Doctors across the world are suffering from ‘a pandemic of physician burnout’, the new President of the World Medical Association warned today.
Dr. Leonid Eidelman, past President of the Israeli Medical Association, in his inaugural speech at the WMA’s annual General Assembly in Reykjavik, Iceland said that nearly half of the world’s 10 million physicians had symptoms of burnout, including emotional exhaustion, interpersonal disengagement, and a low sense of personal accomplishment.
This pandemic was being caused, among other things, by very dynamic and changing working conditions and was a ‘blow to modern medicine’.
He added: ‘Physician burnout is a symptom of a larger problem – a healthcare system that increasingly overworks doctors and undervalues their health needs’.

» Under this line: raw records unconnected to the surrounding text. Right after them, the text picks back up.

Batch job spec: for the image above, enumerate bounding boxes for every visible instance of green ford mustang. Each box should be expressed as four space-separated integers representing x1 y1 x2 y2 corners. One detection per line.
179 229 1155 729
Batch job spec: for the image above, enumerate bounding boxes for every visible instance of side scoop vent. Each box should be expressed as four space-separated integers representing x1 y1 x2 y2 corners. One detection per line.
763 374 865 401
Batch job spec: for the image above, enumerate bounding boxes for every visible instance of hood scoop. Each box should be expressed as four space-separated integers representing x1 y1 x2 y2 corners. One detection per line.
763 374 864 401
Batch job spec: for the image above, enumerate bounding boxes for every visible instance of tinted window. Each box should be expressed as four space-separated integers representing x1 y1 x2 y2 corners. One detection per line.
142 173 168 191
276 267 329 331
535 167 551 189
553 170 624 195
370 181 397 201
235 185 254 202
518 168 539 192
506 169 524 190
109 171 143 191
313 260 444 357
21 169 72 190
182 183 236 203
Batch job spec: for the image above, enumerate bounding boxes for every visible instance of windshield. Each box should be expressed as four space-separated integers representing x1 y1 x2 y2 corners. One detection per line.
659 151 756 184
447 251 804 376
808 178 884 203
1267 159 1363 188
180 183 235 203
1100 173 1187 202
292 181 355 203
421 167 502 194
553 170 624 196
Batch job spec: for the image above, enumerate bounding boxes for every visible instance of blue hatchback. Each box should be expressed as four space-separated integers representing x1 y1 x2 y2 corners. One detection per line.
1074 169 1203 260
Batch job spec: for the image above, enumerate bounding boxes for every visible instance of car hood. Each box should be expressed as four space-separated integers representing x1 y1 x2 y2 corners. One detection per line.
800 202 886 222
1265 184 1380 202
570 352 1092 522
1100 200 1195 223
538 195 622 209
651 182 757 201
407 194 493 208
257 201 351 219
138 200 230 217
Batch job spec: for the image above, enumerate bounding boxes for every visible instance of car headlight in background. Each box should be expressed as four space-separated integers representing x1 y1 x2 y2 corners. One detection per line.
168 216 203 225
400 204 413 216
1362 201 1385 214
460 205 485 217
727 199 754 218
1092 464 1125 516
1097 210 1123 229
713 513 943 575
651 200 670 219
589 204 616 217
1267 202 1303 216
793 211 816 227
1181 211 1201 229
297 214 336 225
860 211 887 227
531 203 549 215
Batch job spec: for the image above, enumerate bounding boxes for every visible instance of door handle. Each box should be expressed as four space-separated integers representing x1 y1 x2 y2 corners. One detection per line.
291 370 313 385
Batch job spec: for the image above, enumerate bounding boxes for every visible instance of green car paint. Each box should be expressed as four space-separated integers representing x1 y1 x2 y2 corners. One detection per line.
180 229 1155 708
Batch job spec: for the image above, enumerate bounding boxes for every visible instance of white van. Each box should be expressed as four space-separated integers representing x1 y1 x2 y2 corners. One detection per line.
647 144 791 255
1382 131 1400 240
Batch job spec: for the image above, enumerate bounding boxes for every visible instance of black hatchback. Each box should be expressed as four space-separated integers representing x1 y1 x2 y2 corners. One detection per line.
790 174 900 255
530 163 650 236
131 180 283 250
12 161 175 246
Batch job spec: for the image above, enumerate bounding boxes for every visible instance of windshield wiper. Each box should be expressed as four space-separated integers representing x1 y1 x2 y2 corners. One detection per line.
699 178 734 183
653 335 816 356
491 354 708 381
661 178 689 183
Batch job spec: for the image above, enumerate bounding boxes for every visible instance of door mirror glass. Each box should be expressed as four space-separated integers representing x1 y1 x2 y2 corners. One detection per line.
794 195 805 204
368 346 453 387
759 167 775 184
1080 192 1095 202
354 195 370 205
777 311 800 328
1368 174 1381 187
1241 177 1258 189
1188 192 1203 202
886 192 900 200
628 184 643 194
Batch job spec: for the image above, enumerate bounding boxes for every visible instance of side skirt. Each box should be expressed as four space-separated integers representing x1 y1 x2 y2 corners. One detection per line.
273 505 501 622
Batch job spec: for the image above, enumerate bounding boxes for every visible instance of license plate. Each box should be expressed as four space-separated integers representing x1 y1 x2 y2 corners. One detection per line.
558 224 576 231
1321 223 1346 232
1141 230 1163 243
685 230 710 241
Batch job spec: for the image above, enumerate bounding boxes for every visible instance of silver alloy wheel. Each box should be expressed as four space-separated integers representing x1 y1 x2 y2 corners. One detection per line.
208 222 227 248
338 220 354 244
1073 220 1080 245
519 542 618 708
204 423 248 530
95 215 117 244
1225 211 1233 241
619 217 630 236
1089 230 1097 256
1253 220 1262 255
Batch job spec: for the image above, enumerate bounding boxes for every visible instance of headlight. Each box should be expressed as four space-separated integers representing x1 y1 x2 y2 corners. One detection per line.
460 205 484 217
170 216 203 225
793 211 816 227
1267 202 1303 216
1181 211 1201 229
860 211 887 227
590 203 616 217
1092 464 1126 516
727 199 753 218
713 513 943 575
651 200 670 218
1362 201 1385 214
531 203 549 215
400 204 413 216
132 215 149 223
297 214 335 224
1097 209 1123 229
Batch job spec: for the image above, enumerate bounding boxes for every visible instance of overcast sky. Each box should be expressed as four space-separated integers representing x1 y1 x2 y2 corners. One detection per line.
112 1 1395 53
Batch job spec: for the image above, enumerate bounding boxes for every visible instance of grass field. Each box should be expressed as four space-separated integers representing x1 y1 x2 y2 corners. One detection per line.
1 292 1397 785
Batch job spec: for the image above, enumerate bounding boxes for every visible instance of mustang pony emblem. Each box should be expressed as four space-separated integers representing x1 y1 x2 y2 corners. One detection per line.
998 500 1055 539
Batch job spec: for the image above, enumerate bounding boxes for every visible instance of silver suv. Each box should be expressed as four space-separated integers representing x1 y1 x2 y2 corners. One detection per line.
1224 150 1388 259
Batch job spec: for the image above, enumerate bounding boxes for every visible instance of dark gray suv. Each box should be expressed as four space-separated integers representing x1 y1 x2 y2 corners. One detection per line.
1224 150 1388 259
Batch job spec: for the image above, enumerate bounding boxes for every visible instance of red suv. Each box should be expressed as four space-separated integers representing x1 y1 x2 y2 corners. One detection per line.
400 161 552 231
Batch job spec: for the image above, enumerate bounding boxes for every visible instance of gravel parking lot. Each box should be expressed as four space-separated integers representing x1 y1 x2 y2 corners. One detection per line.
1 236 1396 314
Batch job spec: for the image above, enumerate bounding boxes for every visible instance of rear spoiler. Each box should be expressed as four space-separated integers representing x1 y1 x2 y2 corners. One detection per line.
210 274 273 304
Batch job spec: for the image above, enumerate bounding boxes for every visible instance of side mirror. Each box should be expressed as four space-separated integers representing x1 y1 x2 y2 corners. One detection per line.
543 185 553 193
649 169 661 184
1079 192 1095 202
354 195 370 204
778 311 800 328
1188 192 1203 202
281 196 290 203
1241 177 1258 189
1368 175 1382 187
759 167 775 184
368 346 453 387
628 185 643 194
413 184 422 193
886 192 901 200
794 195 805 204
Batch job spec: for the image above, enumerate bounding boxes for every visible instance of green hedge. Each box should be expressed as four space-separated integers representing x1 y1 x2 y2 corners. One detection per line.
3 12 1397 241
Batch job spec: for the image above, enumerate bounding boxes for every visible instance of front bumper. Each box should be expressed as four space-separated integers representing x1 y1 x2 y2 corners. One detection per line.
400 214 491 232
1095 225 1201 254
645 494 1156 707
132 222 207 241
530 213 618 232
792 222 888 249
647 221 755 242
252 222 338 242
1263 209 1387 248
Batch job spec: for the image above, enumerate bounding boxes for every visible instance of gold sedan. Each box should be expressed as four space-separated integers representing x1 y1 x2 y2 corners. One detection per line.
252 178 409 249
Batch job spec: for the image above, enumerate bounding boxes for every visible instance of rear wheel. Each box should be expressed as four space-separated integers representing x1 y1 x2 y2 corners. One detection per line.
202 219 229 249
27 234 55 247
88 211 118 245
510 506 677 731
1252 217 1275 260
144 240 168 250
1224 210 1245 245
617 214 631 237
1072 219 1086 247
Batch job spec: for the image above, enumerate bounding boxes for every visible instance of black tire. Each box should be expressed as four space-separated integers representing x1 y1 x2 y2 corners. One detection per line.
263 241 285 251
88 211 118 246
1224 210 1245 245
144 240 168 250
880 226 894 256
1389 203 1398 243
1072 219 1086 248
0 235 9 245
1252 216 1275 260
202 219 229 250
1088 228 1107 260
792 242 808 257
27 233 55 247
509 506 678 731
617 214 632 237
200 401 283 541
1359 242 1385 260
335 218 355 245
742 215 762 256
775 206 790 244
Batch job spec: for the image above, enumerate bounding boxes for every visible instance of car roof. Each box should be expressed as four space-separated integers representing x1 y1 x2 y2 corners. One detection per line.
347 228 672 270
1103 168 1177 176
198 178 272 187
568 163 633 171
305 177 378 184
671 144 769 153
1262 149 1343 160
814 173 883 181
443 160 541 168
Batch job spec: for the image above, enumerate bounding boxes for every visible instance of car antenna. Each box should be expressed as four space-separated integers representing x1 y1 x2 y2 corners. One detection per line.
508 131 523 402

Dr. Eidelman said that burnout endangered society. ‘For years the practice of medicine followed long-standing traditions. A physician possessed a unique body of knowledge to use in the care of patients. This kind of the doctor-patient interaction was paramount and served as the foundation of a personal, caring relationship. But the forces changing 21st century society and medicine are transforming this tradition’.
He said he would dedicate his year as WMA president to the issue of how medicine would look in 2030 and what role physicians would play in the future.
‘I believe that it is the time for WMA to take a sophisticated, scientific and innovative look to the future and to help both physicians and patients become prepared for the huge changes in medicine over the next decade’.
They could predict that the future world of medicine would be a world of electronic health records, robots, artificial intelligence and machine learning as well as highly developed communication means.
‘We can predict that physicians will provide integrated care as members of multidisciplinary teams and will perform more complex tasks in an increasingly complex work environment, although the question remains: who will be the leaders of these teams?’
Dr. Eidelman said that physician burnout negatively influenced the quality of care and shortened the life-time a physician was able to practice medicine.
‘This is a great problem for society suffering from a shortage of physicians, which is common in most countries of the world. In the future of universal health coverage there is a need for a growing number of burnout-free physicians’.
The quality and safety of patient care depended on high-functioning physicians.
‘Physicians are dealing with an incredible amount of work stress as they confront growing administrative burden, rising operating costs, new technology and an increasing patient demand for frontline care’.
Dr. Eidelman concluded by saying: ‘Notwithstanding any future changes, patients and physicians will continue to exist, and we will continue to honor our social contract.
‘Every day, we are given the great privilege of being invited into our patients’ lives. We are with patients when they are born and when they die; we provide advice and comfort; we prevent illness and treat and manage disease. Our patients trust us, and we have always taken our advocacy role very seriously. It is part of the essence of our professionalism and we will keep our patients at the center of everything we do’.